Lavoro all’estero, un laureato su quattro pronto a partire

Lavorare all’estero è una possibilità che sempre più professionisti prendono in considerazione, soprattutto nell’era della globalizzazione, del remote working e della continua evoluzione tecnologica. Per questo motivo, Boston consulting group (Bcg), in collaborazione con The Network e The Stepstone Group, realizza per il quarto anno di seguito la ‘Global talent survey’, un’indagine sulle preferenze di mobilità lavorativa a livello globale, che ha coinvolto 150 mila persone provenienti da oltre 180 Paesi. I risultati della ricerca, raccolti e analizzati nello studio ‘Decoding Global Talent’ 2024, evidenziano come nel 2023 un professionista su quattro (23%) abbia cercato attivamente lavoro in altri Paesi. Globalmente, il totale di coloro che sono orientati a trasferirsi all’estero si attesta al 63%, leggermente meno del 66% del 2020 e del 78% del 2018. La mobilità attiva del 2023 ha registrato un aumento rispetto al 21% del 2018 e del 2020. Il 23% degli intervistati, infatti, si è detto propenso e attivo nella ricerca di un trasferimento, mentre il 21% risulta mobile in modo passivo, quindi non attivo nella ricerca seppur disposto ad un trasferimento. Infine, il 19% considera la mobilità come ultima risorsa. Tra le mete più ambite, l’Australia si aggiudica il primo posto, un primato che nel 2014 e nel 2018 era stato degli Usa e, nel 2020, del Canada. D’altronde i Paesi di lingua inglese e con economie forti continuano a dominare la classifica: al primo posto seguono proprio Usa, Canada e UK. Successivamente troviamo diversi Paesi europei (es. Germania e Svizzera) e alcune destinazioni asiatiche come Giappone e Singapore.

A rendere attrattivi i Paesi sono il progresso professionale, ragione specificata dal 68% dei rispondenti che hanno indicato l’Australia e dal 77% di coloro che hanno indicato gli USA. Seguono fattori quali la qualità della vita, il reddito e il costo della vita, la sicurezza e la stabilità, la cultura accogliente e inclusiva, ma anche l’ambiente family-friendly, l’assistenza sanitaria, l’innovazione e la digitalizzazione, così come la facilità di accesso a processi per visti e permessi di lavoro.
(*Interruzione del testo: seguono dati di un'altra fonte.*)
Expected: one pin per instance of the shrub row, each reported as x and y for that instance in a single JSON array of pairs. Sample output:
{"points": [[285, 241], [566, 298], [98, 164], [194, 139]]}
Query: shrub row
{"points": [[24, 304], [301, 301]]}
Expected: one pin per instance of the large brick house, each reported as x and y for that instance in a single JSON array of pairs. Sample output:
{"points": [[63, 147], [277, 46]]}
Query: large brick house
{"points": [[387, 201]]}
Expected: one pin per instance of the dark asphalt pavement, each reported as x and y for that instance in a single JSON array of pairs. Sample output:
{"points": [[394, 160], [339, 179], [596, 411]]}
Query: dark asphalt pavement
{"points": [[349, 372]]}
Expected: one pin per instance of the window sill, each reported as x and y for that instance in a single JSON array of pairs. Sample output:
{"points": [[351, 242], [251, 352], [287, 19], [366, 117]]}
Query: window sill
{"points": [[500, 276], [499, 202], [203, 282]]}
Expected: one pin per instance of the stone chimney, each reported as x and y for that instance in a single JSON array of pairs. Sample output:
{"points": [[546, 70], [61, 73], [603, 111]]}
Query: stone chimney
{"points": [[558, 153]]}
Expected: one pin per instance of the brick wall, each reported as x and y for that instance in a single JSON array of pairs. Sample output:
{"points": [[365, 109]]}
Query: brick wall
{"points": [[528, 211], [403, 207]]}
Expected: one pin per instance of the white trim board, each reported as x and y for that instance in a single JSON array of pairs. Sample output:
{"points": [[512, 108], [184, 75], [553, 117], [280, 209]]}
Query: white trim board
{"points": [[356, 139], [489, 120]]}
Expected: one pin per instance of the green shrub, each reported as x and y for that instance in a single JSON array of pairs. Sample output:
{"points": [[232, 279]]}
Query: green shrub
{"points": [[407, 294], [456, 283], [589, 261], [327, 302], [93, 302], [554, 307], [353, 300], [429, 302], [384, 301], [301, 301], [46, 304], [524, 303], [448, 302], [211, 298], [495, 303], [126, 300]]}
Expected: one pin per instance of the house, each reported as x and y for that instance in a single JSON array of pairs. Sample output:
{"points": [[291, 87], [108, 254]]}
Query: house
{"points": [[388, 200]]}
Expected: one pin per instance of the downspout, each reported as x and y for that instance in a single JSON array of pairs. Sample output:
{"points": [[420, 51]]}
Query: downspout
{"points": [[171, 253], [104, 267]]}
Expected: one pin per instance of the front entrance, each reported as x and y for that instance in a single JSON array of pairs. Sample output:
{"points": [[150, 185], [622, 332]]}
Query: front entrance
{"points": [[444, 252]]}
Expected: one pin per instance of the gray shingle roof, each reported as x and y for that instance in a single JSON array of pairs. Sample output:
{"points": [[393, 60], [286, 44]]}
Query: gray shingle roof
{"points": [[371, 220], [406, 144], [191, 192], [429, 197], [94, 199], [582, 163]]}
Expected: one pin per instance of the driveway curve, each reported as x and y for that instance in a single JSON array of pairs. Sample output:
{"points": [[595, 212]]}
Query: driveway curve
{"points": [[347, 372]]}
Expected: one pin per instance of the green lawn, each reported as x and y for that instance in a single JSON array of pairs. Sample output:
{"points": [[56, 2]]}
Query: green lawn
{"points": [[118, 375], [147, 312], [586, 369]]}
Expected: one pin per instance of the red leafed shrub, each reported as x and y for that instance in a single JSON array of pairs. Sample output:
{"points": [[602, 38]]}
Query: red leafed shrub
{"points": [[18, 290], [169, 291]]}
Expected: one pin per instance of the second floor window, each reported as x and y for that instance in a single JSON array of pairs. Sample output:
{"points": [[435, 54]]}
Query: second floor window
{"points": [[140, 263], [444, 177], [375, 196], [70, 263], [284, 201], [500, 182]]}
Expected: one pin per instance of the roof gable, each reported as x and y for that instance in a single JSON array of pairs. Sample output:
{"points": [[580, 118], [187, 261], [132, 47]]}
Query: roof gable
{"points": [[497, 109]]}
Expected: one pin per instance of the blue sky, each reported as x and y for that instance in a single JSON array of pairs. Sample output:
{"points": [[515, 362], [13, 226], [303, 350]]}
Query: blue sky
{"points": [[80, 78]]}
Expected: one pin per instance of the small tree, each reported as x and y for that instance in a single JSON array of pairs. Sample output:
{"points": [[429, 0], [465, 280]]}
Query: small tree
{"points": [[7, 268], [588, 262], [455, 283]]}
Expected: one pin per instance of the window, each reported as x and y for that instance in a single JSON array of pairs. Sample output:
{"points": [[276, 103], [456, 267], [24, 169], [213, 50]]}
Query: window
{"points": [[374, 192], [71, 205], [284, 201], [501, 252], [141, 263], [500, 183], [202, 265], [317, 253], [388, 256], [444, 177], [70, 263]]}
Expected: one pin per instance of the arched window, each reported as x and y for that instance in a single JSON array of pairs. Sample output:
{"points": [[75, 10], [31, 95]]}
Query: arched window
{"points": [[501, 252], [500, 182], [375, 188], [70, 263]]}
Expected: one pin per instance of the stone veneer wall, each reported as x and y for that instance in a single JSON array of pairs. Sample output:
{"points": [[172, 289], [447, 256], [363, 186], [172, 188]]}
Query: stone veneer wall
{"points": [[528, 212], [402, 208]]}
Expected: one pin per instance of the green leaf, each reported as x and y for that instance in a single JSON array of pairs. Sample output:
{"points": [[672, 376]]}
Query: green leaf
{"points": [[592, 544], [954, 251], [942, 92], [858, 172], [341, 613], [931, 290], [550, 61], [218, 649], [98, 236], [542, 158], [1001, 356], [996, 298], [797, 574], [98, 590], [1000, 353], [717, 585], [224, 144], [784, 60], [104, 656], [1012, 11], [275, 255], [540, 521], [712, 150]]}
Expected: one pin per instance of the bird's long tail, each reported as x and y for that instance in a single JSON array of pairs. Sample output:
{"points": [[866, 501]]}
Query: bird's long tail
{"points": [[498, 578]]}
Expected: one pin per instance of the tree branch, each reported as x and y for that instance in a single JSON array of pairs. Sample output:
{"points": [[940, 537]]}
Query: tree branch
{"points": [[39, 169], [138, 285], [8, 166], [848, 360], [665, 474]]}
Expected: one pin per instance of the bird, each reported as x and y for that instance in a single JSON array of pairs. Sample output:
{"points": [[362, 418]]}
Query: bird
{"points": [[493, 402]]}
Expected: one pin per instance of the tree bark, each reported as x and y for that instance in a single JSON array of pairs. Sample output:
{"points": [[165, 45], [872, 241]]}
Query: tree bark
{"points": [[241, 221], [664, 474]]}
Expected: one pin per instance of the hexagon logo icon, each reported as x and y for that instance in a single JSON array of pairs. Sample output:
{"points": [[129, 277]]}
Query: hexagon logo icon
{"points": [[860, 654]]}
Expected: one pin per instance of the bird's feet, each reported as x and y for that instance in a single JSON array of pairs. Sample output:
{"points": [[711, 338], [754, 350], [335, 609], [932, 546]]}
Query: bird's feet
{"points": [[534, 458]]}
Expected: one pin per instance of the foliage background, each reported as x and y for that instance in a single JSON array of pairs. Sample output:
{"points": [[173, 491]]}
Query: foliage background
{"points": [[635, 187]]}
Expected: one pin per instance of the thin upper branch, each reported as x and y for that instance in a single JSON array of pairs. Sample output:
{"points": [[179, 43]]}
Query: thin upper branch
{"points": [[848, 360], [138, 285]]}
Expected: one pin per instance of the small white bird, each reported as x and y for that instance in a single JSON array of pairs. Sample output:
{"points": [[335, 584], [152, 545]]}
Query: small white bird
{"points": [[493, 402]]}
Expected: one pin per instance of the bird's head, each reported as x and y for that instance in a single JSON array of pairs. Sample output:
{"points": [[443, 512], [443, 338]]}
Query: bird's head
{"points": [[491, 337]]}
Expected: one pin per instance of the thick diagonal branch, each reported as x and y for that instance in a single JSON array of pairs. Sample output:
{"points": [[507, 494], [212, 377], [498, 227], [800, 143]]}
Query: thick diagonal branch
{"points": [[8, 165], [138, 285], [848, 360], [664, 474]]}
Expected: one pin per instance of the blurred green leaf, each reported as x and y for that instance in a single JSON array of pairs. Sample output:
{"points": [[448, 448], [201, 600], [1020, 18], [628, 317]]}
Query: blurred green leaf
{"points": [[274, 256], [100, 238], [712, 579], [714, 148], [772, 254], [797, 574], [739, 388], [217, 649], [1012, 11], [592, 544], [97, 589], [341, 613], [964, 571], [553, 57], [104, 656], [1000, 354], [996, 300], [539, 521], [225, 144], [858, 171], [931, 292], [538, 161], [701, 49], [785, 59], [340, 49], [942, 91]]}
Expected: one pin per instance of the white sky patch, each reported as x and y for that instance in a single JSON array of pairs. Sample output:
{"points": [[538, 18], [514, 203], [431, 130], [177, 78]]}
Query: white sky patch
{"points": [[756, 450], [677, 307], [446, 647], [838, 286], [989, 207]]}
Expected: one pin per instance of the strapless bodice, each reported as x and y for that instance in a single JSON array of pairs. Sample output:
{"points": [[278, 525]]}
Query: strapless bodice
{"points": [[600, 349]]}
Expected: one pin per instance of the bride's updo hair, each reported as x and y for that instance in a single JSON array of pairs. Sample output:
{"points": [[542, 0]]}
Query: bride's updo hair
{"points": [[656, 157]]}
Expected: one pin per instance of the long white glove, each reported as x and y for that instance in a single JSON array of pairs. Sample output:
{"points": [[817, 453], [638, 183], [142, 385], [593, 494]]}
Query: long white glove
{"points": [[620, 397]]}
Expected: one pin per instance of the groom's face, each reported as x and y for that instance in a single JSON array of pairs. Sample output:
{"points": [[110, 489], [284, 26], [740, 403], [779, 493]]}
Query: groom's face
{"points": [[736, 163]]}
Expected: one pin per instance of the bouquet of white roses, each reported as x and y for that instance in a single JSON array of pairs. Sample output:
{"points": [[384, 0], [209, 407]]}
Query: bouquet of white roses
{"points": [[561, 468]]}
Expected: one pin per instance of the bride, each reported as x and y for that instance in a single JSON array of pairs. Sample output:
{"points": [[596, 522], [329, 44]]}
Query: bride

Le persone provenienti da Paesi con un surplus di manodopera, dovuto a tassi di natalità più elevati, tendono ad essere più mobili rispetto a chi vive in aree con forza lavoro in diminuzione. Ad esempio, il 64% dei lavoratori in Medio Oriente e Africa è attivamente disposto a trasferirsi; di contro, si osservano percentuali molto più basse in Nord America (16%) ed Europa (10%). Interessante notare anche l’emergere di una precisa aspettativa da parte dei lavoratori rispetto ai propri datori di lavoro: il 79% degli intervistati confida, infatti, di ricevere supporto per l’alloggio, il 78% per il visto e il permesso di lavoro, il 69% per la ricollocazione, il 54% per l’adattamento linguistico e la formazione e il 44% per la consulenza legale e finanziaria. L’indagine ha riguardato un panel significativo anche in Italia, equamente distribuito tra uomini e donne, con diversi livelli di istruzione, background lavorativo e stati occupazionali, nonché situazione abitativa. È emerso che il 15% è disposto attivamente a lavorare all’estero: un dato che torna in linea con il 17% del 2018, crollando rispetto al 57% del 2020, anno caratterizzato dalla pandemia da Covid-19 e probabilmente influenzato dallo stesso fenomeno. Tra i giovani, ossia tra i rispondenti con meno di 30 anni, la percentuale sale al 20% e, per gli italiani in possesso di laurea, master o dottorato, al 24%. La meta ideale per gli italiani resta la Svizzera, seguita dalla Spagna, che guadagna interesse spodestando il Regno Unito, poi ancora da Germania, Usa, Uk, Francia, Australia, Canada, Austria e Olanda. A favorire il trasferimento all’estero intervengono ragioni quali offerte di lavoro concrete (67%) e fattori economici (66%), ma anche il miglioramento della qualità di vita complessiva (62%) e la crescita personale (55%). Invece, per chi decide di restare in Italia, il motivo principale è l’impossibilità di portare con sé familiari e/o partner (54%), seguito dal forte legame affettivo con il proprio Paese (26%) e dal costo della ricollocazione (25%).